The only time a hosting company should be hands-off is when they're just providing rack space, power, and data. Anything beyond that is between you and them in a contract/agreement.

Every time I hear Hetzner come up in the last few years it's been a story about them being incompetent. If they're not detecting things like CPU fan failures of their own hardware and they deployed new systems without properly testing them first, then that's just further evidence they're still slipping.

> No? Maybe you cloud kids don't know how this stuff works, but unmanaged just means you get silicon-level access and remote KVM.

That's one way it can work. There are a great many hosted server options out there from fully managed to fully unmanaged with price points to match. Selling a cheap server under the conditions "call us when it breaks" is a perfectly reasonable offering.

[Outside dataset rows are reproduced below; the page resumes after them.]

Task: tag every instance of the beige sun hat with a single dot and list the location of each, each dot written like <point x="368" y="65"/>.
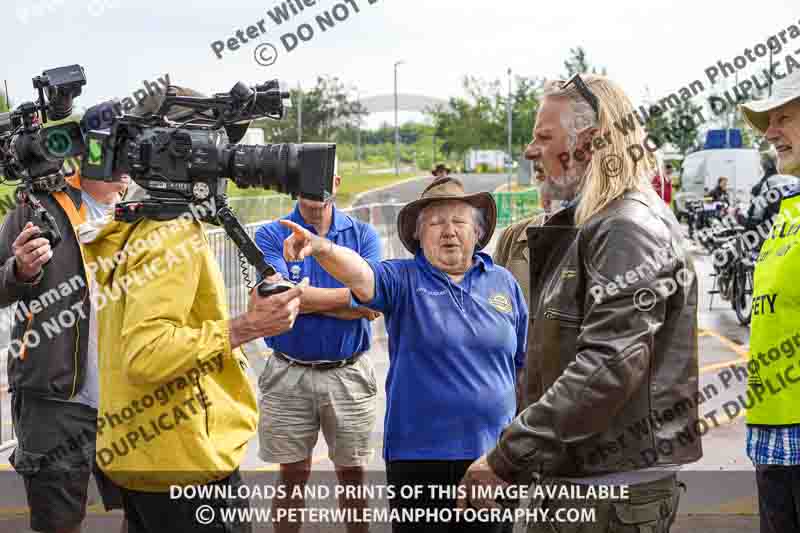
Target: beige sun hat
<point x="445" y="189"/>
<point x="784" y="90"/>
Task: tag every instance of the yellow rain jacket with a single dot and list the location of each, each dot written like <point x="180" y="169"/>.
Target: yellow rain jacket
<point x="176" y="405"/>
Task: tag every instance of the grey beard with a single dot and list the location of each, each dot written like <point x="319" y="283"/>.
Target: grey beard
<point x="564" y="188"/>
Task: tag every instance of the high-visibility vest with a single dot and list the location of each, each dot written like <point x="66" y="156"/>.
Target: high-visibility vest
<point x="773" y="392"/>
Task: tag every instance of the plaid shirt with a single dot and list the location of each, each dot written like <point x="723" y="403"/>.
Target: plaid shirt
<point x="774" y="445"/>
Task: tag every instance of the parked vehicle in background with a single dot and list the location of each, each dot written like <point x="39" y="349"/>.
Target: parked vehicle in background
<point x="702" y="169"/>
<point x="490" y="160"/>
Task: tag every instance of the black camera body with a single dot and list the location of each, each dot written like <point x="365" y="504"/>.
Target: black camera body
<point x="183" y="160"/>
<point x="190" y="161"/>
<point x="30" y="151"/>
<point x="34" y="154"/>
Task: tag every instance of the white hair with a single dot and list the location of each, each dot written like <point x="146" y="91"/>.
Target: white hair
<point x="581" y="117"/>
<point x="478" y="220"/>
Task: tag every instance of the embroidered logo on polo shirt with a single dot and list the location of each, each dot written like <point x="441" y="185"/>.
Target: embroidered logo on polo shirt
<point x="428" y="292"/>
<point x="501" y="302"/>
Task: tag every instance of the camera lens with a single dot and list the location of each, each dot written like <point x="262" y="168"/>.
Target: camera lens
<point x="305" y="169"/>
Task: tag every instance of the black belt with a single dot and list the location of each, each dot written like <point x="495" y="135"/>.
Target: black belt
<point x="321" y="365"/>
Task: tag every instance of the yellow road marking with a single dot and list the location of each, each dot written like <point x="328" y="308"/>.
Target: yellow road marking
<point x="737" y="348"/>
<point x="715" y="366"/>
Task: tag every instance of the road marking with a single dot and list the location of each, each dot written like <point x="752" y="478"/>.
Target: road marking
<point x="276" y="467"/>
<point x="715" y="366"/>
<point x="737" y="348"/>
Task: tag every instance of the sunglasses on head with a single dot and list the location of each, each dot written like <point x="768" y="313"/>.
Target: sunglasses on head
<point x="584" y="91"/>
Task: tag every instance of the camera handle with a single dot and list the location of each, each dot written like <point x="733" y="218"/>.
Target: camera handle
<point x="40" y="217"/>
<point x="235" y="230"/>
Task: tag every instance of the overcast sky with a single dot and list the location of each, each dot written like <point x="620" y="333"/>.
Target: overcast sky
<point x="655" y="46"/>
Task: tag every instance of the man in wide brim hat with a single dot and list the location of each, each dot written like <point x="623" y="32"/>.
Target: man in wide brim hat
<point x="457" y="327"/>
<point x="440" y="190"/>
<point x="440" y="171"/>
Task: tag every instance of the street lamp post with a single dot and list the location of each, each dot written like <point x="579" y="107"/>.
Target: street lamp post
<point x="299" y="113"/>
<point x="508" y="106"/>
<point x="358" y="134"/>
<point x="396" y="125"/>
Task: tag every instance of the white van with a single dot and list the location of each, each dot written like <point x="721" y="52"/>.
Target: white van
<point x="701" y="170"/>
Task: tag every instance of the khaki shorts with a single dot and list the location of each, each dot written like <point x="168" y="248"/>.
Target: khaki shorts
<point x="297" y="401"/>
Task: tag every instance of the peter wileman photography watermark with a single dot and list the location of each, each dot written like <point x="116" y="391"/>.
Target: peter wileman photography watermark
<point x="265" y="54"/>
<point x="687" y="124"/>
<point x="27" y="10"/>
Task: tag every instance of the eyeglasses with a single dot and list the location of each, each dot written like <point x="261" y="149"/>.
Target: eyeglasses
<point x="584" y="91"/>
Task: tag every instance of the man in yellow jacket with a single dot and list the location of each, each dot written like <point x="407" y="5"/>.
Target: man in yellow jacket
<point x="773" y="414"/>
<point x="177" y="409"/>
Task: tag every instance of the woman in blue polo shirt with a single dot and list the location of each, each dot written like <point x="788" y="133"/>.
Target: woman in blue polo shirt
<point x="457" y="326"/>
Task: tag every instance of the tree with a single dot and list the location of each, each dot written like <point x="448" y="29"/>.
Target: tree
<point x="679" y="127"/>
<point x="480" y="120"/>
<point x="578" y="64"/>
<point x="329" y="113"/>
<point x="5" y="105"/>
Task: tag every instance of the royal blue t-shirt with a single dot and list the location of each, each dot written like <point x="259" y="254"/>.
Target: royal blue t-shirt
<point x="453" y="354"/>
<point x="315" y="336"/>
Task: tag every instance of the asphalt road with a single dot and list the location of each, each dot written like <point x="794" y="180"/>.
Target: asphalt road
<point x="721" y="489"/>
<point x="410" y="190"/>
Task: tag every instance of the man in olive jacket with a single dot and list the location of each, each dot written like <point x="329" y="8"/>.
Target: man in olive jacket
<point x="614" y="310"/>
<point x="52" y="369"/>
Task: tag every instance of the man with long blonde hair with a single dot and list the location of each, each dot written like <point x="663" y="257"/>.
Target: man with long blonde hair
<point x="613" y="302"/>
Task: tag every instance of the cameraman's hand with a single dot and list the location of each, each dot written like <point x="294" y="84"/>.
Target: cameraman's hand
<point x="30" y="252"/>
<point x="301" y="243"/>
<point x="266" y="317"/>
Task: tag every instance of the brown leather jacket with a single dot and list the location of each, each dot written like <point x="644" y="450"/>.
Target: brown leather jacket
<point x="614" y="347"/>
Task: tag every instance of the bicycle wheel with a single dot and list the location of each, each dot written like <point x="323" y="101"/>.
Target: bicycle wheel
<point x="743" y="294"/>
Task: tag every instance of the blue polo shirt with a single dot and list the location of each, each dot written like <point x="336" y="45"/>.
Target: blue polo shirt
<point x="453" y="354"/>
<point x="316" y="336"/>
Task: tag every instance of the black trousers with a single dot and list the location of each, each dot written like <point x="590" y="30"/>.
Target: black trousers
<point x="157" y="512"/>
<point x="778" y="498"/>
<point x="428" y="474"/>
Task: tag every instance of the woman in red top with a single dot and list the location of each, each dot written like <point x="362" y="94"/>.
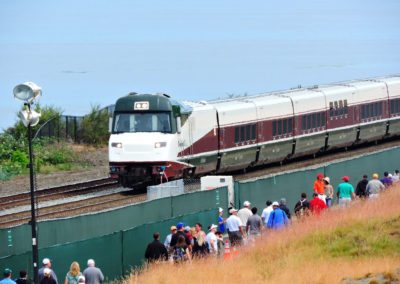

Alright, let's say the hosting company has an out-of-band mechanism for detecting reboots. How do they know if the reboots are abnormal (like in this case) or normal, customer-ordered reboots after software upgrades?
Probably covered here:

> In the old days you had to run a script or install a package to hook into their monitoring....but with IPMI et al being standard they don't need anything from you to do their job

How can IPMI detect the cause (kernel panic vs user command) for restart?
Do Hetzner servers even run IPMI?

For dedicated servers, you have to schedule KVM access in advance, so I assume they need to move some hardware and plug into to your server.

This would mean that IPMI is most likely not available or disabled.

Not anymore, but you can abuse pstore to know about last messages from before reboot
I'm heavily against both relying on free dependencies and going for the cheapest option.

If you can't put yourself in the shoes for a second when evaluating a purchase and you just braindead try to make cost go lower and income go higher, your ngmi except in shady sales businesses.

Server hardware is incredibly cheap, if you are somewhat of a competent programmer you can handle most programs in a single server or even a virtual machine. Just give them a little bit of margin and pay 50$/mo instead of 25$/mo, it's not even enough to guarantee they won't go broke or make you a valuable customer, you'll still be banking on whales to make the whole thing profitable.

Also, if your business is in the US, find a US host ffs.